Nador-Melilla : Silence, on réprime les haragas

Pendant que les images de Bab Sebta et Fnideq occupaient le devant de la scène médiatique fin juillet-début août, une autre frontière marocaine vivait, dans une relative indifférence, sa propre séquence répressive. Aujourd’hui se tient le procès des personnes arrêtées. Les détails avec l’AMDH Nador. 

À Nador, face à Melilla, des dizaines de jeunes Marocains — dont des mineurs — arrêtés lors des tentatives de passage et des évènements de Béni Ansar comparaissent en série devant la justice, tandis que d’autres sont abandonnés de nuit dans le désert, entre Jerada et Saka, sans assistance. Deux communications du bureau local de l’Association marocaine des droits humains (AMDH) donnent la mesure de cette répression parallèle, moins visible mais tout aussi lourde de conséquences.

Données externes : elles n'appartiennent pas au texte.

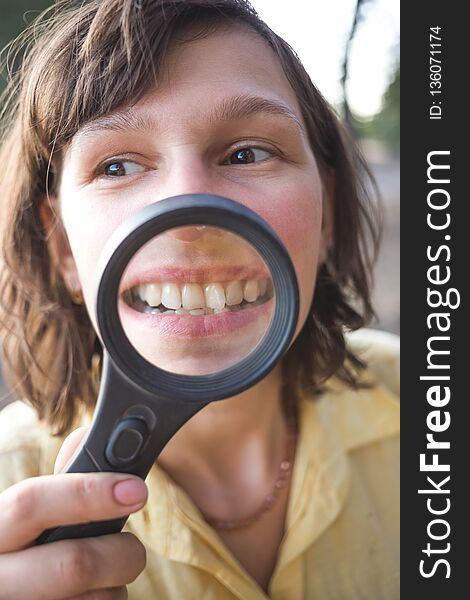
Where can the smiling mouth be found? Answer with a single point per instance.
(198, 298)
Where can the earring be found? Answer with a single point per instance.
(77, 296)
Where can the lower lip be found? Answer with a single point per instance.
(191, 326)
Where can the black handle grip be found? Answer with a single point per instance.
(129, 429)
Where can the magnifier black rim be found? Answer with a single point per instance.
(193, 209)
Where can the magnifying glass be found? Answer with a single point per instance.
(196, 301)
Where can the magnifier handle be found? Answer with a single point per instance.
(125, 437)
(81, 464)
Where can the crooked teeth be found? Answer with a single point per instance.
(233, 293)
(151, 293)
(171, 295)
(192, 296)
(250, 290)
(195, 298)
(214, 295)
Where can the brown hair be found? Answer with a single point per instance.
(83, 60)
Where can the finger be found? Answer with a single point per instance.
(72, 567)
(71, 443)
(39, 503)
(119, 593)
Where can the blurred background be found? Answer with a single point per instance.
(351, 50)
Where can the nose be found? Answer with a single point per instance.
(191, 233)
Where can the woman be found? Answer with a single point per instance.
(286, 490)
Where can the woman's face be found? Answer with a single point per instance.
(223, 120)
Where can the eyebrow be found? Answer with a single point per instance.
(229, 109)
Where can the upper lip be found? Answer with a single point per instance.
(213, 274)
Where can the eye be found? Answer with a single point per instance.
(246, 156)
(121, 168)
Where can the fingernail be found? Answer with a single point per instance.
(130, 491)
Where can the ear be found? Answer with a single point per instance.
(59, 247)
(328, 218)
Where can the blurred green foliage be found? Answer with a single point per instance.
(385, 125)
(15, 15)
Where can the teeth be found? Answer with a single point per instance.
(250, 290)
(262, 286)
(233, 293)
(214, 296)
(192, 296)
(171, 295)
(151, 293)
(199, 299)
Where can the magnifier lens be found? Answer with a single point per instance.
(196, 300)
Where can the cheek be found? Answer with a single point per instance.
(297, 219)
(87, 229)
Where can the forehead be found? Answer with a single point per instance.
(231, 72)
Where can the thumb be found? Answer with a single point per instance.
(69, 446)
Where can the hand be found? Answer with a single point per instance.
(93, 568)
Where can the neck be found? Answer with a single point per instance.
(224, 438)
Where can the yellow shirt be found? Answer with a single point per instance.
(342, 529)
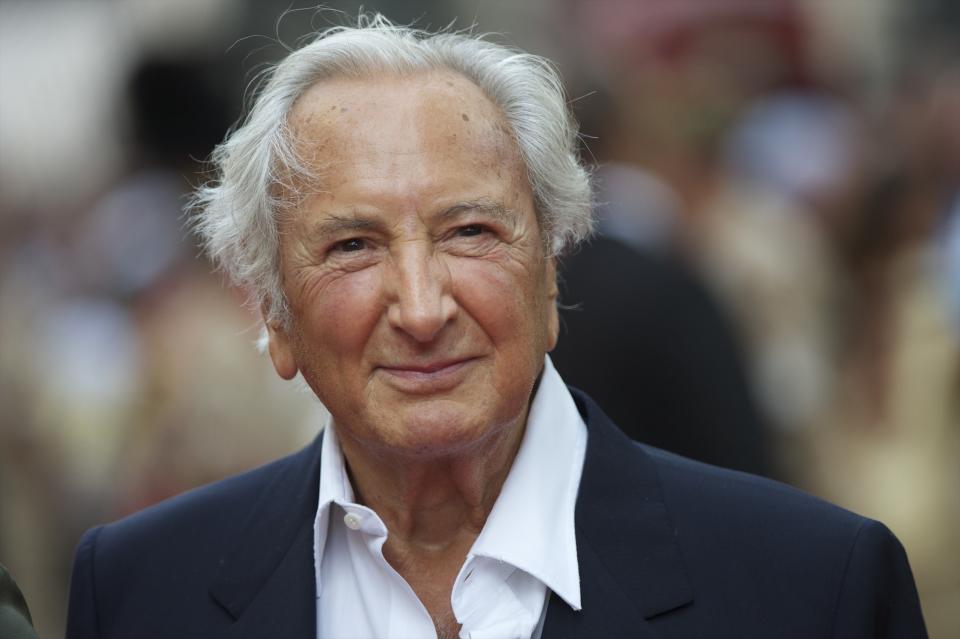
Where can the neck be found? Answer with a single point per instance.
(429, 503)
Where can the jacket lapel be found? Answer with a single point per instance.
(266, 581)
(631, 568)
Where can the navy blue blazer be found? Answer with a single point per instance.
(668, 548)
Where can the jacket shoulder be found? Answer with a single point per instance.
(758, 549)
(211, 510)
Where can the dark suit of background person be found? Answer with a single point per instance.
(667, 548)
(15, 621)
(646, 340)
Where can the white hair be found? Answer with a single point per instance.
(237, 214)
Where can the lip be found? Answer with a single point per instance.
(427, 377)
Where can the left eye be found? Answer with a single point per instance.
(470, 230)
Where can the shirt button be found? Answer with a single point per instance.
(352, 521)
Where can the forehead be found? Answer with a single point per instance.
(380, 123)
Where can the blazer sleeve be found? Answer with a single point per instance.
(82, 616)
(878, 598)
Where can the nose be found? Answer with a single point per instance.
(421, 299)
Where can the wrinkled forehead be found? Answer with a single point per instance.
(433, 114)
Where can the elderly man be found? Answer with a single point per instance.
(396, 201)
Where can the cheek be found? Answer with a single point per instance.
(506, 304)
(337, 318)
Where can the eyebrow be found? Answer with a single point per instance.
(335, 224)
(486, 206)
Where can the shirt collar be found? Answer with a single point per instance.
(531, 525)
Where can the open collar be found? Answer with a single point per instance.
(631, 568)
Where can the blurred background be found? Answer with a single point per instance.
(775, 285)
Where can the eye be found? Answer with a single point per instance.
(352, 245)
(471, 230)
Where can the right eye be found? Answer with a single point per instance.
(352, 245)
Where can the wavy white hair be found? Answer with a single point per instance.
(236, 215)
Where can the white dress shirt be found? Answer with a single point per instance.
(526, 550)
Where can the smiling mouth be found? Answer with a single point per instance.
(427, 378)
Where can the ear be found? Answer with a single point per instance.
(280, 348)
(553, 315)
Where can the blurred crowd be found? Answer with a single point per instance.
(797, 160)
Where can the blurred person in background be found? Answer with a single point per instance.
(812, 190)
(395, 203)
(636, 317)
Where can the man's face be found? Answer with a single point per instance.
(421, 299)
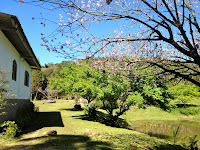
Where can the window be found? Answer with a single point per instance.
(14, 70)
(26, 79)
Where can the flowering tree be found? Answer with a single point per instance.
(161, 33)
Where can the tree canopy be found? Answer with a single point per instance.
(165, 32)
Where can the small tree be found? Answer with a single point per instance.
(3, 90)
(36, 82)
(115, 97)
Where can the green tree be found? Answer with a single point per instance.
(185, 92)
(36, 82)
(3, 89)
(114, 97)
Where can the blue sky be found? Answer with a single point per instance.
(32, 28)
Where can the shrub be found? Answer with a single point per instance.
(91, 110)
(10, 130)
(189, 111)
(26, 115)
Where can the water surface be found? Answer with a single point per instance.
(164, 129)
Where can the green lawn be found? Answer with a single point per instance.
(71, 128)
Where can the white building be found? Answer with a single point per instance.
(17, 58)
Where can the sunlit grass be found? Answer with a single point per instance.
(72, 137)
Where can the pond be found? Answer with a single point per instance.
(164, 129)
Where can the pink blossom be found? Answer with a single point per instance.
(21, 1)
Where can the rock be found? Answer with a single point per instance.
(52, 133)
(77, 106)
(95, 134)
(49, 101)
(131, 147)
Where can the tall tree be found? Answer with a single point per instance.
(164, 32)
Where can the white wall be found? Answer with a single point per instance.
(8, 53)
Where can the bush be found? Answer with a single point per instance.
(91, 111)
(189, 111)
(10, 130)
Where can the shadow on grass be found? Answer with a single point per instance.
(169, 147)
(160, 136)
(103, 118)
(45, 119)
(73, 109)
(61, 142)
(186, 105)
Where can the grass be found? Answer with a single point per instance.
(61, 117)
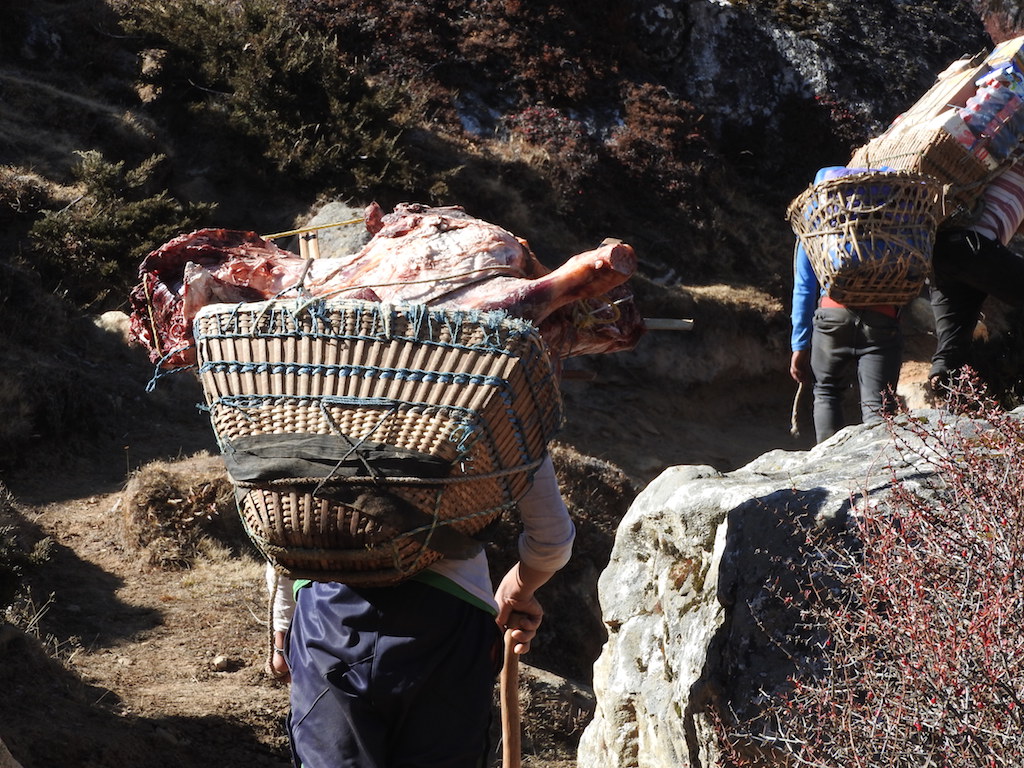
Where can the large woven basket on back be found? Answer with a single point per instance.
(932, 153)
(367, 441)
(869, 236)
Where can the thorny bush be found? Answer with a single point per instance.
(911, 646)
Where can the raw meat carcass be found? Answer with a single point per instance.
(437, 256)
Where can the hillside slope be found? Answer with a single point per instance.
(683, 128)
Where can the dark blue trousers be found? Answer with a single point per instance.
(850, 343)
(394, 677)
(968, 268)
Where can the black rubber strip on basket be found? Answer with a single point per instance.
(274, 457)
(391, 511)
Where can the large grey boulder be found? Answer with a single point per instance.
(694, 553)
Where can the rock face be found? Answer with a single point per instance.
(696, 550)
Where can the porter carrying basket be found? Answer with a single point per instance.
(868, 236)
(368, 440)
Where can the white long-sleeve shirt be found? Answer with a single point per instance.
(546, 544)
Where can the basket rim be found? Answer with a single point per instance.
(908, 178)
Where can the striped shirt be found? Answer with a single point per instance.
(1003, 206)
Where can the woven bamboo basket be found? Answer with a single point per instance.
(869, 236)
(323, 409)
(932, 153)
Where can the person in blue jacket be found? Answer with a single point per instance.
(836, 345)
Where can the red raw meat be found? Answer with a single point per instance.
(438, 256)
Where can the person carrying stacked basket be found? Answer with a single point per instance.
(834, 345)
(971, 262)
(398, 676)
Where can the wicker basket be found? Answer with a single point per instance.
(933, 153)
(869, 236)
(366, 440)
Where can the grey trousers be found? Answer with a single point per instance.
(853, 344)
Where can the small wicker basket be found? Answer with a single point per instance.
(364, 437)
(869, 236)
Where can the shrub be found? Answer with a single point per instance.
(90, 249)
(911, 651)
(249, 79)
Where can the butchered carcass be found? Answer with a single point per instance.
(441, 257)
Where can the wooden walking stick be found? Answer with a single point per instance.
(511, 744)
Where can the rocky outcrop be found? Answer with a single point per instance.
(696, 550)
(6, 761)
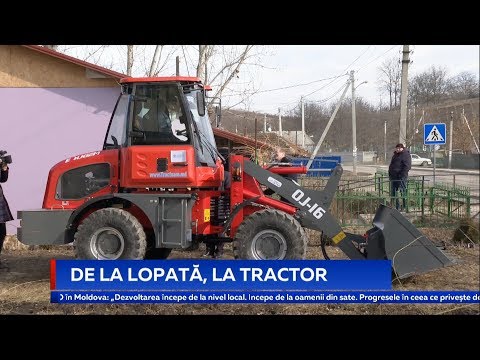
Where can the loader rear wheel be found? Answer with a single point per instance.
(110, 234)
(270, 235)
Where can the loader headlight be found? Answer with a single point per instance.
(237, 172)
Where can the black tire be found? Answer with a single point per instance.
(110, 234)
(271, 235)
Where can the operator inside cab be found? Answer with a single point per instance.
(159, 116)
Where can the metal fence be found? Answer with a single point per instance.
(358, 198)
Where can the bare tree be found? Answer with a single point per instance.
(464, 86)
(218, 66)
(129, 59)
(429, 87)
(390, 80)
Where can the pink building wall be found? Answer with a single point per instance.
(41, 126)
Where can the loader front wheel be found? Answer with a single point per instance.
(270, 235)
(110, 234)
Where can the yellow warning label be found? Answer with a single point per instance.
(339, 237)
(206, 215)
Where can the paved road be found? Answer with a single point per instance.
(469, 178)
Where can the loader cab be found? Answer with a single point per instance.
(167, 112)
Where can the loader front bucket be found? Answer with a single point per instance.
(411, 252)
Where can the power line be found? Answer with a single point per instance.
(297, 85)
(353, 62)
(378, 57)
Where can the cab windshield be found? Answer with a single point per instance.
(159, 116)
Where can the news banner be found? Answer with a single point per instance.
(235, 281)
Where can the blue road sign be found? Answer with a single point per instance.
(434, 134)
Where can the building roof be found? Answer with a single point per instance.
(161, 79)
(76, 61)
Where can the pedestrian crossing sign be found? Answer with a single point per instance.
(434, 134)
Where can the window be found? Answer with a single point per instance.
(117, 128)
(159, 115)
(83, 181)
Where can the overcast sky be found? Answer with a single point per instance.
(302, 64)
(292, 65)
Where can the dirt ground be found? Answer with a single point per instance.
(24, 287)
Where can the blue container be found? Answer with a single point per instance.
(321, 165)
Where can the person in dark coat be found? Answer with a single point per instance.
(400, 165)
(5, 213)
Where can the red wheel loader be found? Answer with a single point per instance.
(159, 184)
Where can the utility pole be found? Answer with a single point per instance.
(403, 97)
(470, 130)
(314, 153)
(354, 124)
(303, 122)
(280, 123)
(450, 141)
(385, 141)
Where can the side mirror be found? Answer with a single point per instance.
(201, 103)
(136, 134)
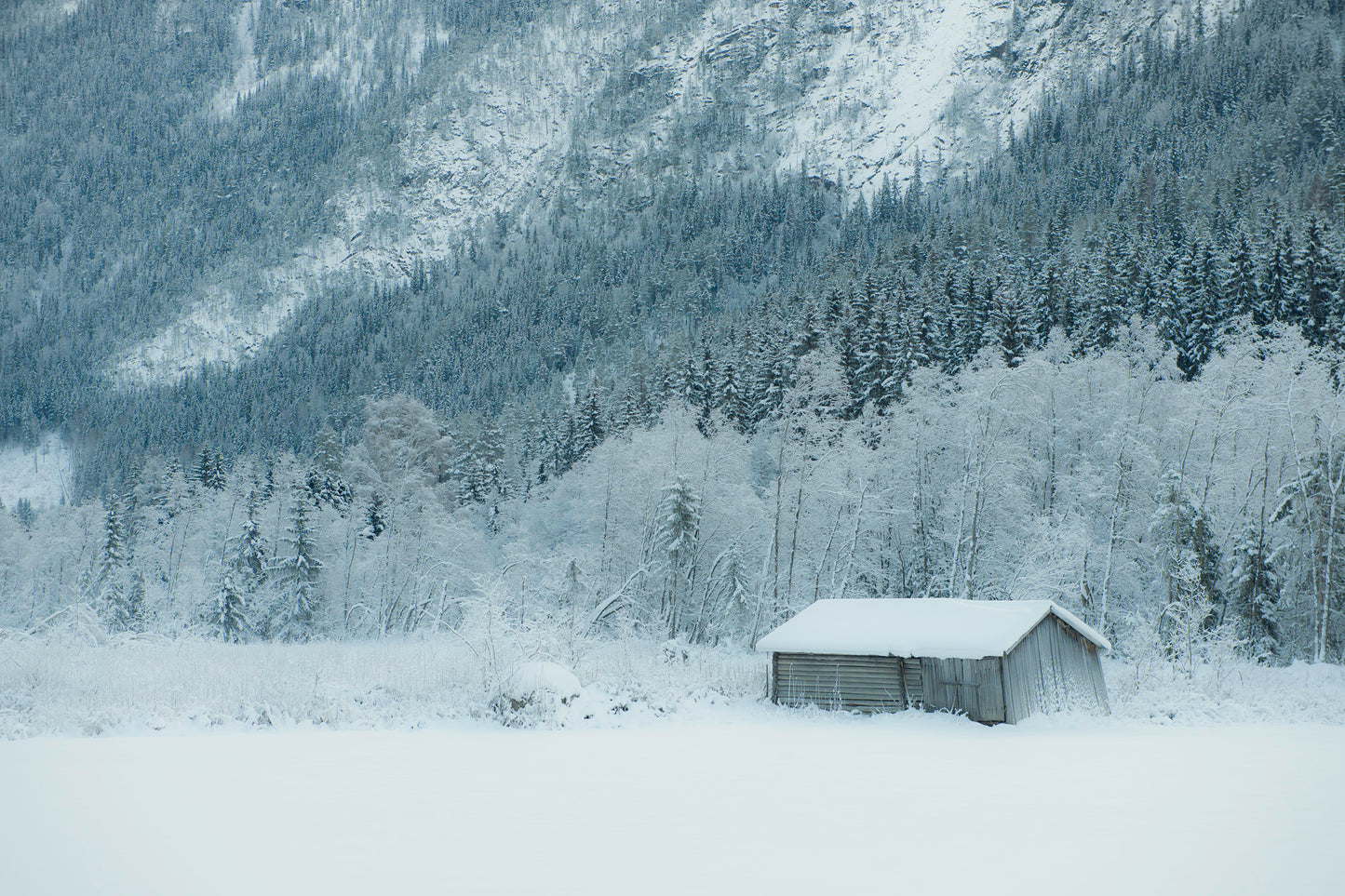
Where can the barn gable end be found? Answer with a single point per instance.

Une vague de poursuites judiciaires à Nador

Le 10 août 2026, le tribunal de première instance de Nador a examiné, sous l’observation du bureau local de l’AMDH, les dossiers de jeunes interpellés dans le sillage des évènements de Béni Ansar et des tentatives de franchissement de la frontière avec l’enclave espagnole de Melilla. Cinquante personnes ont été présentées à cette audience, réparties sur treize dossiers. Parmi elles, quarante-trois comparaissaient en détention et sept en état de liberté.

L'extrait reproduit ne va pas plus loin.